If the current queue is full at the moment, the data packet is directly discarded; otherwise, if the length linear predictive value of the current queue is greater than or equal to the set queue length threshold, the data packet is marked and enqueued by ECN, otherwise, the data packet is enqueued directly.
Instead of using the current queue length as the ECN marking reference in the existing method, the present invention uses the length linear prediction value of the queue, so that the ECN marking time point is advanced by Ta time compared with the possible congestion occurrence time in time, so as to offset the delay of the ECN feedback loop.
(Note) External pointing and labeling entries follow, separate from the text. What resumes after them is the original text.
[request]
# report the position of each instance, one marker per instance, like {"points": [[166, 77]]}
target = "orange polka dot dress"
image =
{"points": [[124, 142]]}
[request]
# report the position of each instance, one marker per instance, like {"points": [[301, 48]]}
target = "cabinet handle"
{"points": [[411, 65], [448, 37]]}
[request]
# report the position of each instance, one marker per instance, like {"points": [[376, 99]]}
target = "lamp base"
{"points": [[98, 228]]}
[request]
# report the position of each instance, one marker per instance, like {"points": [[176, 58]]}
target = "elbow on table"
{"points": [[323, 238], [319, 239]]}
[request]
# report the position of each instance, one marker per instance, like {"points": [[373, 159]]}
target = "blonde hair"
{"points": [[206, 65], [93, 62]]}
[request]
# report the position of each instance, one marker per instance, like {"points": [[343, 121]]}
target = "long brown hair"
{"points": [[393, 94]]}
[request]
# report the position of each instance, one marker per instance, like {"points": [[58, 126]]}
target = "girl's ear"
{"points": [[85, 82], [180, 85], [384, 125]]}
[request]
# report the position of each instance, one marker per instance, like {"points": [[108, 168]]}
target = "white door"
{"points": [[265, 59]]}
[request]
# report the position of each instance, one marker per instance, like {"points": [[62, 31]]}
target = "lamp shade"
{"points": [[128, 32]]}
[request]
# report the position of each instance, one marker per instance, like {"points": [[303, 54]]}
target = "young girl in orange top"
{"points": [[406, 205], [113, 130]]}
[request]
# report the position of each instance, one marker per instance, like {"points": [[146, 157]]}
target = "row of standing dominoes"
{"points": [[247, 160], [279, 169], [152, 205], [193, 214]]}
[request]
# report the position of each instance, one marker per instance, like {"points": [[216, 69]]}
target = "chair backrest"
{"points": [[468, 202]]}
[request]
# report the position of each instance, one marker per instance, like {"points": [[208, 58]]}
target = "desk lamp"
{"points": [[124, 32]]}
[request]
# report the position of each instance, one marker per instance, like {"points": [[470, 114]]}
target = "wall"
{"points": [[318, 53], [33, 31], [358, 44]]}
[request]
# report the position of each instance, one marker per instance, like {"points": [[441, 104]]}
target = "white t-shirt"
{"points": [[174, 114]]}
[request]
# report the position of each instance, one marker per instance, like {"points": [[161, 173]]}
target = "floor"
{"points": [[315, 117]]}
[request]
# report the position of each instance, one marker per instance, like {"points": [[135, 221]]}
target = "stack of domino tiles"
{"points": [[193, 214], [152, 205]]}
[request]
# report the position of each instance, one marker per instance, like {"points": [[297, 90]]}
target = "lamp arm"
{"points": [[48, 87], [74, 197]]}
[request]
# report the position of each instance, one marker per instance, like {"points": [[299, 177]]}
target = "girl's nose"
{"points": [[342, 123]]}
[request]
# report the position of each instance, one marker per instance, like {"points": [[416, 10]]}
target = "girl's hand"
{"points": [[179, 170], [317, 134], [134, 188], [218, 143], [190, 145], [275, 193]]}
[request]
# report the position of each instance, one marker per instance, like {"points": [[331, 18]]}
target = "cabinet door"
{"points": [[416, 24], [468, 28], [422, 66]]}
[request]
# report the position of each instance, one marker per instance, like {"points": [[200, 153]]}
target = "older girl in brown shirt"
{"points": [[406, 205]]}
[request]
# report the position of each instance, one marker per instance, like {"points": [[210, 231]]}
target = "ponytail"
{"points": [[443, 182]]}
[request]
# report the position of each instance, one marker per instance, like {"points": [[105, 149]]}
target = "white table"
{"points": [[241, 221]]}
When ECN feedback is in effect, the queue length is controlled to drop, enabling the queue peak to be controlled below a preset threshold under normal conditions.
The ECN marking strategy and queue management method based on congestion prediction comprises three judging conditions:
judging: whether the current queue is full.
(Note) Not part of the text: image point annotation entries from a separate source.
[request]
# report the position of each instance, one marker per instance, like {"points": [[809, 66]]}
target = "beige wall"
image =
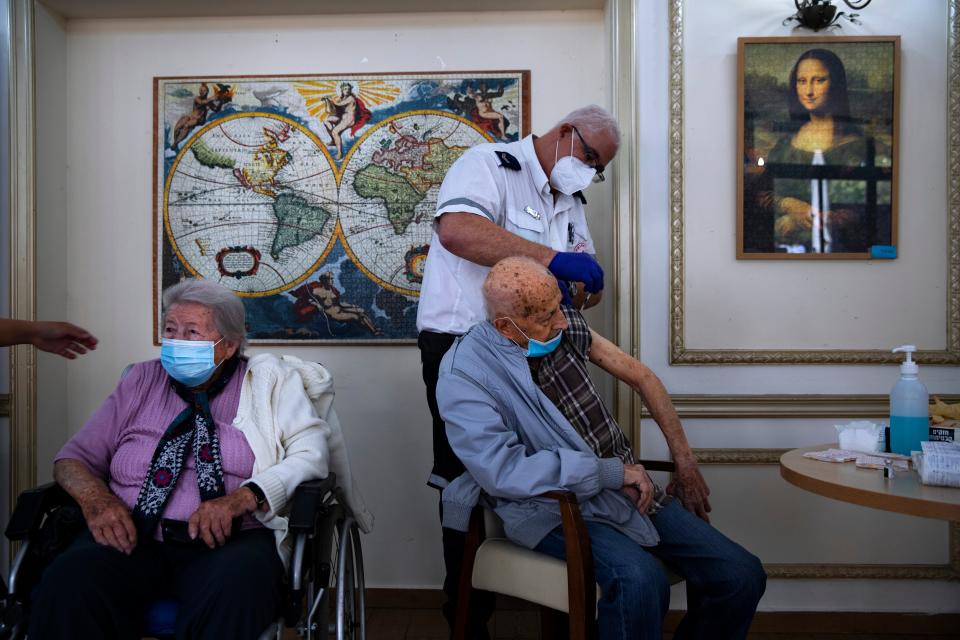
{"points": [[752, 504]]}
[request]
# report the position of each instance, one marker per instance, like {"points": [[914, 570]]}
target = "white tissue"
{"points": [[860, 435]]}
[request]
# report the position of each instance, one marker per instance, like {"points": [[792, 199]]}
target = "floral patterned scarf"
{"points": [[194, 429]]}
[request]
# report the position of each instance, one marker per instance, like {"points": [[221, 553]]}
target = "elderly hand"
{"points": [[109, 521], [213, 519], [635, 479], [691, 489], [62, 338]]}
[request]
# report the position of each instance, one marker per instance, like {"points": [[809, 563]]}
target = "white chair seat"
{"points": [[504, 567], [508, 568]]}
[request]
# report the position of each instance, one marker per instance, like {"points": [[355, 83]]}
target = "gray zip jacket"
{"points": [[515, 444]]}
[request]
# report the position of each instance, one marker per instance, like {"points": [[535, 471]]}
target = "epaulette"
{"points": [[507, 161]]}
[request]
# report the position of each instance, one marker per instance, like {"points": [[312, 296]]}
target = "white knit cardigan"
{"points": [[286, 414]]}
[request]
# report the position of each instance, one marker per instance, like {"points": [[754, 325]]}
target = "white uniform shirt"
{"points": [[521, 202]]}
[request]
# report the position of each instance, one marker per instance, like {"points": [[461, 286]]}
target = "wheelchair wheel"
{"points": [[351, 621]]}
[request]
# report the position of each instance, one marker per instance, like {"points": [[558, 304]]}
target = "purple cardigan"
{"points": [[118, 441]]}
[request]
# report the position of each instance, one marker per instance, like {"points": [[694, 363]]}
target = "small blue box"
{"points": [[883, 251]]}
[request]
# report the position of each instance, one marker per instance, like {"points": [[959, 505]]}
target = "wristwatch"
{"points": [[258, 494]]}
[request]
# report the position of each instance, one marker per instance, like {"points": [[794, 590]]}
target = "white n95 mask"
{"points": [[570, 174]]}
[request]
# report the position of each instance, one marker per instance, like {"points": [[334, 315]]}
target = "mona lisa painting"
{"points": [[817, 147]]}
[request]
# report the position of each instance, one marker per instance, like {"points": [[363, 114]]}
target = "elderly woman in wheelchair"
{"points": [[184, 476]]}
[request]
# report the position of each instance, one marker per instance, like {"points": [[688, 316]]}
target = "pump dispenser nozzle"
{"points": [[908, 366]]}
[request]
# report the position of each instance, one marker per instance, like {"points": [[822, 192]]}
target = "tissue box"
{"points": [[861, 435]]}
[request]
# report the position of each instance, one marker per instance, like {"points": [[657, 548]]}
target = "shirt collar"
{"points": [[529, 154]]}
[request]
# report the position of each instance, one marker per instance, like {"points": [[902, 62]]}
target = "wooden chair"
{"points": [[491, 562]]}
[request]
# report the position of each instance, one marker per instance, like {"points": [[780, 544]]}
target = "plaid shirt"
{"points": [[562, 377]]}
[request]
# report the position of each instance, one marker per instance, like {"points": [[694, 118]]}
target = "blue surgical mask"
{"points": [[537, 348], [189, 362]]}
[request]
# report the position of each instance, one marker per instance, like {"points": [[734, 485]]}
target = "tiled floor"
{"points": [[428, 624]]}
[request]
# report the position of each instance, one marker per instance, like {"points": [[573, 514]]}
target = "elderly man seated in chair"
{"points": [[524, 417]]}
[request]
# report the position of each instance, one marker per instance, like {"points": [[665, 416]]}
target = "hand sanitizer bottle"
{"points": [[909, 412]]}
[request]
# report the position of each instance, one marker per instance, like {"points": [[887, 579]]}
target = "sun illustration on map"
{"points": [[250, 201], [317, 94]]}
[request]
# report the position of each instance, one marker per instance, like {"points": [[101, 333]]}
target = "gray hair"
{"points": [[593, 119], [229, 315]]}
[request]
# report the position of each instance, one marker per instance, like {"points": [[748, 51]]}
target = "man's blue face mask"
{"points": [[189, 362], [537, 348]]}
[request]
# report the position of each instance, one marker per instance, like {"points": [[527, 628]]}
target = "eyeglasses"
{"points": [[592, 157]]}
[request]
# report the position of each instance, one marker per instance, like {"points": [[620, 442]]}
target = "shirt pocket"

Judging: whether the read period Ti is reached.
Judging three: whether the queue length linear prediction value exceeds a threshold.
Taking fig. 2 as an example, when a plurality of data packets are sequentially injected into the same switch queue at different times, the ECN marking strategy and queue management method based on congestion prediction according to the present invention are shown:
1. when the packet arrives at the switch at position (1) in fig. 2, the following steps are performed:
step 1.1: according to the judgment one, when the queue is not full, the data packet is not discarded.
Step 1.2: and according to the judgment II, if the time is just at the moment of the reading period, acquiring the current queue length, and calculating the current queue growth rate estimated value= (current queue length-last period of queue length)/Ti, otherwise, taking the last period of queue growth rate estimated value as the current queue growth rate estimated value.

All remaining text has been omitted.